The mediaeval city of Vittoriosa is today en fête celebrating the liturgical feast of St Lawrence, an early Christian martyr from Spain to whose devotion in this maritime city was introduced by the castellans of the Castrum Maris (Fort St Angelo) in the Middle Ages.

The De Guevaras, an influential noble family from Aragon, birthplace of St Lawrence, were instrumental in initiating many Spanish devotions and traditions in ancient Vittoriosa.

This is evidenced in the processional statue of St Lawrence dressed in historic precious vestments, including a linen alba donated by the last Inquisitor, Mgr Giulio Carpegna.

A sense of history pervades the erstwhile conventual church of the Order of St John as layers of different cultures and occasions unfold, stretching from Malta ’s re-Christianisation to the Middle Ages to the glorious Knights’ period and the exuberance of the baroque when Vittoriosa emerges as the main protagonist with Lorenzo Gafà being commissioned in the late 17th century to design and remodel the parish church of his native city.

Built in Roman baroque style, this monumental church is an important architectural landmark that set a new trend in Maltese church building culminating in the design and building of the Mdina cathedral.
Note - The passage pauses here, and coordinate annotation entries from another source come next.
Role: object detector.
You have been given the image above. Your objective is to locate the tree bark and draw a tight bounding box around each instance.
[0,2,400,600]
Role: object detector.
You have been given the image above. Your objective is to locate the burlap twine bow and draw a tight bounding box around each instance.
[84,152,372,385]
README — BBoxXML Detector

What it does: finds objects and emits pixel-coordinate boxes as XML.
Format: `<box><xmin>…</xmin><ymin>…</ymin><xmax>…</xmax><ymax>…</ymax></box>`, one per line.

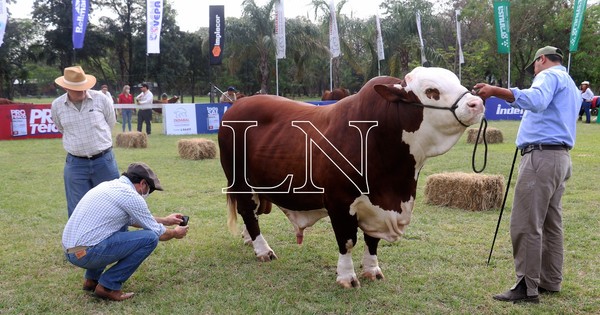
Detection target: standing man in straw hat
<box><xmin>52</xmin><ymin>66</ymin><xmax>119</xmax><ymax>217</ymax></box>
<box><xmin>474</xmin><ymin>46</ymin><xmax>581</xmax><ymax>303</ymax></box>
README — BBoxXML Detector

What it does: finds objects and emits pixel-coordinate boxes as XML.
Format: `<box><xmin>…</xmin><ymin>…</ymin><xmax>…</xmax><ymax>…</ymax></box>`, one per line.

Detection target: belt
<box><xmin>65</xmin><ymin>246</ymin><xmax>90</xmax><ymax>254</ymax></box>
<box><xmin>69</xmin><ymin>147</ymin><xmax>112</xmax><ymax>160</ymax></box>
<box><xmin>521</xmin><ymin>144</ymin><xmax>569</xmax><ymax>156</ymax></box>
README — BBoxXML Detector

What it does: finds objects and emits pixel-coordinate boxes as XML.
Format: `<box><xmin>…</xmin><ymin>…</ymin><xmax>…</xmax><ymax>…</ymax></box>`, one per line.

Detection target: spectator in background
<box><xmin>579</xmin><ymin>81</ymin><xmax>594</xmax><ymax>124</ymax></box>
<box><xmin>219</xmin><ymin>86</ymin><xmax>237</xmax><ymax>103</ymax></box>
<box><xmin>119</xmin><ymin>85</ymin><xmax>135</xmax><ymax>132</ymax></box>
<box><xmin>51</xmin><ymin>66</ymin><xmax>119</xmax><ymax>217</ymax></box>
<box><xmin>135</xmin><ymin>83</ymin><xmax>154</xmax><ymax>135</ymax></box>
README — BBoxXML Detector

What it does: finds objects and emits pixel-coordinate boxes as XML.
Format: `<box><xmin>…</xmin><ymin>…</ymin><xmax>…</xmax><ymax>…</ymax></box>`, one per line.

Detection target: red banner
<box><xmin>0</xmin><ymin>103</ymin><xmax>62</xmax><ymax>140</ymax></box>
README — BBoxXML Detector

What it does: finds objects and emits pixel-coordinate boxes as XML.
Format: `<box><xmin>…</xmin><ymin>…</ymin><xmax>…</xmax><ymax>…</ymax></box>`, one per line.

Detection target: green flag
<box><xmin>569</xmin><ymin>0</ymin><xmax>587</xmax><ymax>52</ymax></box>
<box><xmin>494</xmin><ymin>0</ymin><xmax>510</xmax><ymax>54</ymax></box>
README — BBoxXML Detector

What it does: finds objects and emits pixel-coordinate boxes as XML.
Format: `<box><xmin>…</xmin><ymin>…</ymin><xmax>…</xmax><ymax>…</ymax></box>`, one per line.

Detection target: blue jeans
<box><xmin>65</xmin><ymin>230</ymin><xmax>158</xmax><ymax>290</ymax></box>
<box><xmin>581</xmin><ymin>102</ymin><xmax>592</xmax><ymax>124</ymax></box>
<box><xmin>121</xmin><ymin>109</ymin><xmax>133</xmax><ymax>132</ymax></box>
<box><xmin>64</xmin><ymin>151</ymin><xmax>119</xmax><ymax>217</ymax></box>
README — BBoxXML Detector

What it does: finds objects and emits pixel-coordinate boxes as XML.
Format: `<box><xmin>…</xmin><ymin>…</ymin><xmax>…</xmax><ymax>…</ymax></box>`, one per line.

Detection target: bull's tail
<box><xmin>227</xmin><ymin>194</ymin><xmax>238</xmax><ymax>235</ymax></box>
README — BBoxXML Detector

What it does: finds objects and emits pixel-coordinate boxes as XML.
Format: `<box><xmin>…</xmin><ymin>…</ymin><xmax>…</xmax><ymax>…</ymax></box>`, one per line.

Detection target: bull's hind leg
<box><xmin>237</xmin><ymin>194</ymin><xmax>277</xmax><ymax>262</ymax></box>
<box><xmin>361</xmin><ymin>234</ymin><xmax>384</xmax><ymax>280</ymax></box>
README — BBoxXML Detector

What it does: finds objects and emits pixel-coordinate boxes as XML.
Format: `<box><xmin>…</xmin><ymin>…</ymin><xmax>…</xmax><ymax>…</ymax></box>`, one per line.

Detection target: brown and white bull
<box><xmin>219</xmin><ymin>67</ymin><xmax>484</xmax><ymax>287</ymax></box>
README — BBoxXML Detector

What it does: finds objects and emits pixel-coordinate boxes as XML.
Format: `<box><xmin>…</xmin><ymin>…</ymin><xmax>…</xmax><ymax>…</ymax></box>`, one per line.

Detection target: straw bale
<box><xmin>177</xmin><ymin>138</ymin><xmax>217</xmax><ymax>160</ymax></box>
<box><xmin>117</xmin><ymin>131</ymin><xmax>148</xmax><ymax>148</ymax></box>
<box><xmin>467</xmin><ymin>128</ymin><xmax>504</xmax><ymax>143</ymax></box>
<box><xmin>425</xmin><ymin>173</ymin><xmax>504</xmax><ymax>211</ymax></box>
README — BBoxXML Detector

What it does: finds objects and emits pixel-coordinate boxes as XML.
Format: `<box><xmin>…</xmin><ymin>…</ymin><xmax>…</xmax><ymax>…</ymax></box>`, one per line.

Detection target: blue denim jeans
<box><xmin>65</xmin><ymin>230</ymin><xmax>158</xmax><ymax>290</ymax></box>
<box><xmin>64</xmin><ymin>151</ymin><xmax>119</xmax><ymax>217</ymax></box>
<box><xmin>121</xmin><ymin>108</ymin><xmax>133</xmax><ymax>132</ymax></box>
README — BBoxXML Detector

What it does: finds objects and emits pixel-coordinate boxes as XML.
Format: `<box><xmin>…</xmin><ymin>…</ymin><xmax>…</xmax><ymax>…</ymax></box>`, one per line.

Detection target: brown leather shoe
<box><xmin>94</xmin><ymin>284</ymin><xmax>133</xmax><ymax>301</ymax></box>
<box><xmin>494</xmin><ymin>281</ymin><xmax>540</xmax><ymax>304</ymax></box>
<box><xmin>83</xmin><ymin>279</ymin><xmax>98</xmax><ymax>292</ymax></box>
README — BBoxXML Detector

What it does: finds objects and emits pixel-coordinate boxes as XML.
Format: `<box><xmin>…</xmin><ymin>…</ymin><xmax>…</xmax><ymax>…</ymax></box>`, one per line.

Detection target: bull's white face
<box><xmin>404</xmin><ymin>67</ymin><xmax>484</xmax><ymax>126</ymax></box>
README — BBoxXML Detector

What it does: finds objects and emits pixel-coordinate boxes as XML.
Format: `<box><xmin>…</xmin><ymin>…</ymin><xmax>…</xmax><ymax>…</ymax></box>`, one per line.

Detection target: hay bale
<box><xmin>117</xmin><ymin>131</ymin><xmax>148</xmax><ymax>148</ymax></box>
<box><xmin>425</xmin><ymin>173</ymin><xmax>504</xmax><ymax>211</ymax></box>
<box><xmin>467</xmin><ymin>128</ymin><xmax>504</xmax><ymax>143</ymax></box>
<box><xmin>177</xmin><ymin>138</ymin><xmax>217</xmax><ymax>160</ymax></box>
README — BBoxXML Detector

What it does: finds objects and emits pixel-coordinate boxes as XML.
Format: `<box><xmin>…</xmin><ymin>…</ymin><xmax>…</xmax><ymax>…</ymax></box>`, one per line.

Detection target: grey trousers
<box><xmin>510</xmin><ymin>150</ymin><xmax>572</xmax><ymax>295</ymax></box>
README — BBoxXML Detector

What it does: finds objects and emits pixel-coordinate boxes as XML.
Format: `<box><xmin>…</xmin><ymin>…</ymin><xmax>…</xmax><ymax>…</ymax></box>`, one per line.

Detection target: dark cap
<box><xmin>525</xmin><ymin>46</ymin><xmax>563</xmax><ymax>74</ymax></box>
<box><xmin>127</xmin><ymin>162</ymin><xmax>163</xmax><ymax>191</ymax></box>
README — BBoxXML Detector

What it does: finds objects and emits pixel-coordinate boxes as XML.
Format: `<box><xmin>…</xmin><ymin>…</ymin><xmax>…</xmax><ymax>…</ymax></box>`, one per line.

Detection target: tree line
<box><xmin>0</xmin><ymin>0</ymin><xmax>600</xmax><ymax>101</ymax></box>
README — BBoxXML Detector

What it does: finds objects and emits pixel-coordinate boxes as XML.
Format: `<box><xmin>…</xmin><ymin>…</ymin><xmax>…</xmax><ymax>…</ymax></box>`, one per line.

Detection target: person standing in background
<box><xmin>119</xmin><ymin>85</ymin><xmax>135</xmax><ymax>132</ymax></box>
<box><xmin>51</xmin><ymin>66</ymin><xmax>119</xmax><ymax>217</ymax></box>
<box><xmin>135</xmin><ymin>83</ymin><xmax>154</xmax><ymax>135</ymax></box>
<box><xmin>579</xmin><ymin>81</ymin><xmax>594</xmax><ymax>124</ymax></box>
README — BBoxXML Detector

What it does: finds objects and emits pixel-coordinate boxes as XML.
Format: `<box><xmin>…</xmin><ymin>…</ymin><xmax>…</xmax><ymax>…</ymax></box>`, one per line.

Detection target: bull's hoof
<box><xmin>336</xmin><ymin>278</ymin><xmax>360</xmax><ymax>289</ymax></box>
<box><xmin>360</xmin><ymin>270</ymin><xmax>385</xmax><ymax>280</ymax></box>
<box><xmin>256</xmin><ymin>251</ymin><xmax>277</xmax><ymax>262</ymax></box>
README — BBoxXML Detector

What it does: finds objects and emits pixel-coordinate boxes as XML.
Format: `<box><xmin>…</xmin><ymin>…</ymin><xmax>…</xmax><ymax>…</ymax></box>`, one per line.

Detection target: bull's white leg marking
<box><xmin>242</xmin><ymin>225</ymin><xmax>252</xmax><ymax>245</ymax></box>
<box><xmin>361</xmin><ymin>248</ymin><xmax>385</xmax><ymax>280</ymax></box>
<box><xmin>279</xmin><ymin>207</ymin><xmax>327</xmax><ymax>244</ymax></box>
<box><xmin>350</xmin><ymin>195</ymin><xmax>414</xmax><ymax>242</ymax></box>
<box><xmin>335</xmin><ymin>240</ymin><xmax>360</xmax><ymax>288</ymax></box>
<box><xmin>252</xmin><ymin>234</ymin><xmax>277</xmax><ymax>262</ymax></box>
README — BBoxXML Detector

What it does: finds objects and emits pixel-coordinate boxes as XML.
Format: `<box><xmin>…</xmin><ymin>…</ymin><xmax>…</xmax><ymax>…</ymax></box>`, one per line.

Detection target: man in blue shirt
<box><xmin>474</xmin><ymin>46</ymin><xmax>581</xmax><ymax>303</ymax></box>
<box><xmin>62</xmin><ymin>163</ymin><xmax>188</xmax><ymax>301</ymax></box>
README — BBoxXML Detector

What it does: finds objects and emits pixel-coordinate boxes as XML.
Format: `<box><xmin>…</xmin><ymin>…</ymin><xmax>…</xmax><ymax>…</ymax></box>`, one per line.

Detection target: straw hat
<box><xmin>54</xmin><ymin>66</ymin><xmax>96</xmax><ymax>91</ymax></box>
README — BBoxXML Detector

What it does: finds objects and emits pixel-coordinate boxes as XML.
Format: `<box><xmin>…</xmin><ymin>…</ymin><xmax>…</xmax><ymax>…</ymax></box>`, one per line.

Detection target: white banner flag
<box><xmin>146</xmin><ymin>0</ymin><xmax>163</xmax><ymax>54</ymax></box>
<box><xmin>455</xmin><ymin>10</ymin><xmax>465</xmax><ymax>64</ymax></box>
<box><xmin>375</xmin><ymin>14</ymin><xmax>385</xmax><ymax>60</ymax></box>
<box><xmin>417</xmin><ymin>11</ymin><xmax>427</xmax><ymax>65</ymax></box>
<box><xmin>329</xmin><ymin>0</ymin><xmax>341</xmax><ymax>58</ymax></box>
<box><xmin>0</xmin><ymin>0</ymin><xmax>8</xmax><ymax>46</ymax></box>
<box><xmin>275</xmin><ymin>0</ymin><xmax>285</xmax><ymax>59</ymax></box>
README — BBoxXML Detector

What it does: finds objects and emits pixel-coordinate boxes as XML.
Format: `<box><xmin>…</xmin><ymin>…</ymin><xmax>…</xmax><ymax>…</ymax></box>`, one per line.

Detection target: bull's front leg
<box><xmin>237</xmin><ymin>194</ymin><xmax>277</xmax><ymax>262</ymax></box>
<box><xmin>361</xmin><ymin>234</ymin><xmax>385</xmax><ymax>280</ymax></box>
<box><xmin>329</xmin><ymin>207</ymin><xmax>360</xmax><ymax>288</ymax></box>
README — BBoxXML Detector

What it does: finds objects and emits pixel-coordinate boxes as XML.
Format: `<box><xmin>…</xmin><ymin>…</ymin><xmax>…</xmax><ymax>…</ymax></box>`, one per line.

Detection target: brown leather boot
<box><xmin>94</xmin><ymin>284</ymin><xmax>134</xmax><ymax>301</ymax></box>
<box><xmin>494</xmin><ymin>279</ymin><xmax>540</xmax><ymax>304</ymax></box>
<box><xmin>83</xmin><ymin>279</ymin><xmax>98</xmax><ymax>292</ymax></box>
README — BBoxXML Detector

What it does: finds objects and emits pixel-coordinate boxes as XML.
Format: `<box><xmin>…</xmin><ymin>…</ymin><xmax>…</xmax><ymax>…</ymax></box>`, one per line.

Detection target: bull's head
<box><xmin>374</xmin><ymin>67</ymin><xmax>484</xmax><ymax>127</ymax></box>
Subsequently, baroque became the predomin-ant artistic medium comprising painting, sculpture and architecture. The Vittoriosa parish scaled new heights, expressed in the magnificent painting of the main altarpiece, The Martyrdom of St Lawrence, Mattia Preti’s largest canvas and also his favourite, the exquisite sculptures that adorn the church and the legacy of centuries of ornamental work on the galleys. But the jewel in the crown of ecclesiastical architecture are the exact proportions and the decorative elements of St Lawrence’s displaying the refined tastes manifested in the main aisle with its articulating panels covered in subdued red marble with yellow bases and dark green marble plinths. In fact, architectural historians describe the interior as a “symphony in stone”.

On the feast day, San Lorenzo a Mare, as the church was known in the Middle Ages, is adorned for the occasion displaying ancient artistic treasures brought over from Rhodes in 1530.

If Vittoriosa had had no other claim to artistic fame, the rich ancient collection of objets d’art from the Knights’ sojourn in Rhodes would establish it as a city of exceptional historical and artistic merit. The ecclesiastical works of art include an impressive processional silver cross from a 15th-century craftsman that now serves as the main altar cross on the feast of St Lawrence. There is also a silver thurible or censer in the shape of a hexagonal tower suspended on chains, possibly late-14th-century and unique in its craftsmanship and a 15th-century devotional cross set with precious stones and used by the Grand Masters when taking the oath of office.

Another interesting item is a delicate early-16th-century cha-lice which, according to tradition, was a gift of the Knights to the troglodytic church of St Ann in Fort St Angelo, which had been under the jurisdiction of the Vittoriosa parish for many centuries. Of great interest is the recently-identified priceless painting by the great 16th-century Venetian artist Palma Vecchio, La Sacra Conversazione.

Visitors to St Lawrence church will admire all the elements of the baroque, particularly the unsurpassed sculpture and fine workmanship, the fruit of artist-ic refinement and good taste. This is represented by the exquisite design of the organ loft, the walnut and ebony platform for the processional statue of St Lawrence, the baptismal font erected in 1741 and the inlaid walnut pulpit, all emerging from the numerous botteghe that were housed in the narrow winding streets of Vittoriosa.

Synonymous with emotion, power, drama and sheer energy, the baroque elements in Vittor-iosa reach their climax on all fronts in the packed church enhanced by the baroque music of Canon Luigi Fenech during the rendering of the antiphony at the final stages of the festivities.